🔎 The root cause: how SQL JOINs work with one-to-many
Imagine you have:
Author
(id=1) with 3 Books (Book A, Book B, Book C).
When you do a JOIN to get authors and their books:
SELECT a.*, b.* FROM authors a
JOIN books b ON a.id = b.author_id
Your SQL result will look like:
| author_id | author_name | book_id | book_title |
|----------|-------------|---------|------------|
| 1 | John Smith | 101 | Book A |
| 1 | John Smith | 102 | Book B |
| 1 | John Smith | 103 | Book C |
Notice what happens:
- The same author appears 3 times — once for each book — because that’s how SQL JOINs work: they produce a row per combination of parent-child.
🚨 Without DISTINCT
in JPQL
Hibernate reads those rows and reconstructs objects.
But if your query is:
SELECT a FROM Author a JOIN FETCH a.books
Hibernate sees 3 rows, each with an Author, and by default adds all of them to the result list → so your List<Author>
will have 3 elements, each seemingly the same Author (but possibly different object instances pointing to the same DB row).

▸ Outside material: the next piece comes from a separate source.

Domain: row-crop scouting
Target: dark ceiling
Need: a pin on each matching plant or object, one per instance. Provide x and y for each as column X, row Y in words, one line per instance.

That’s why you get duplicates.
✅ With DISTINCT
in JPQL
When you write:
SELECT DISTINCT a FROM Author a JOIN FETCH a.books
Hibernate collects all Authors from the result rows, but then deduplicates them in-memory based on their IDs, so you only get one Author
instance in your List<Author>
, no matter how many rows the JOIN produced.
🔎 Key point:
- The duplication isn’t a bug — it’s the nature of SQL’s one-to-many joins.
- But it becomes a problem when you want a clean list of unique parents in your Java collection.
✅ Always use DISTINCT
when JOIN FETCHing a collection
It avoids surprises like:
- lists containing dozens or hundreds of duplicates of the same parent entity,
- bugs where
List.size()
is misleading, - unexpected UI issues (e.g., table rows showing duplicates).